I am interested in upper and lower bounding probability that one component of a multivariate Gaussian exceeds all others. For instance, say we have a multivariate Gaussian RV $X \sim N(\mu, \Sigma)$ where $X \in \mathbb{R}^d$. I am interested in the probability $$ \Pr\{ X_1 \gt X_j \text{ for all } j\ge 2 \}. $$
My understanding from Kenneth Train's book on discrete choice modeling (ch. 5, equation 5.1) is that this computation is intractable when the number of variables in the multivariate Gaussian distribution is greater than 2.

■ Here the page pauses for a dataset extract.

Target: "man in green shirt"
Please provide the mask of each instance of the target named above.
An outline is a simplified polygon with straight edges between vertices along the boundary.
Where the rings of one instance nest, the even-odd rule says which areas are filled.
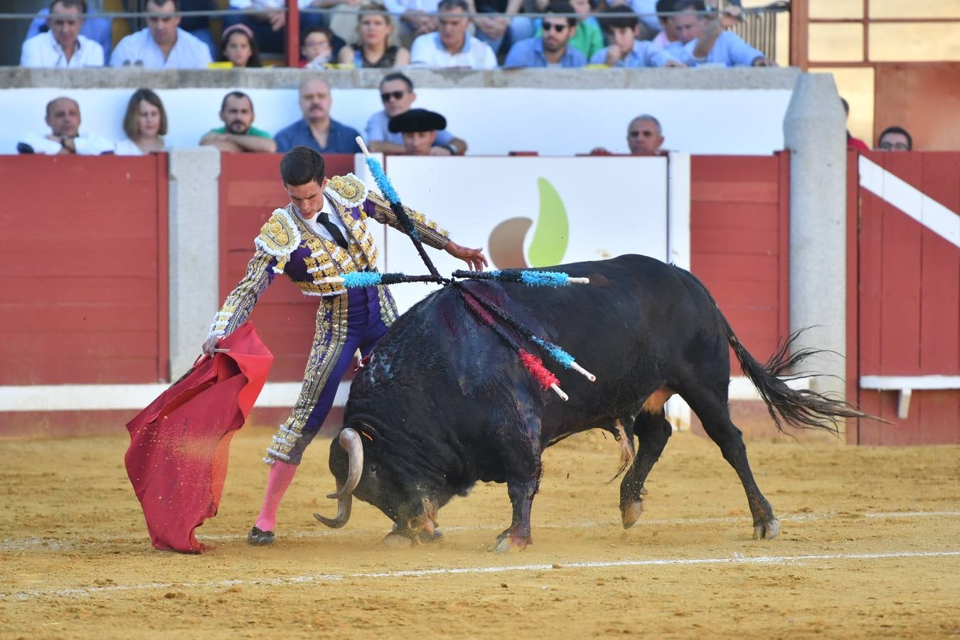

However, it's easy to upper bound this probability as $$ \Pr\bigl\{ X_1 \gt X_j \text{ for all } j\ge 2 \bigr\} ~\le~ \min\bigl\{\, \Pr(X_1 \gt X_2),\, \Pr(X_1 \gt X_2), \,\ldots, \, \Pr(X_1 \gt X_d) \,\bigr\} $$ where the probability of each of the Gaussian two-way comparisons on the right hand side is easy to compute (see here for example). The bound is due to the fact that the intersection of all the constituent events must have a probability no bigger than each of them individually.
However, I haven't been able to come up with a useful lower bound for the same and am hoping someone here may have some useful suggestions on how to go about finding one.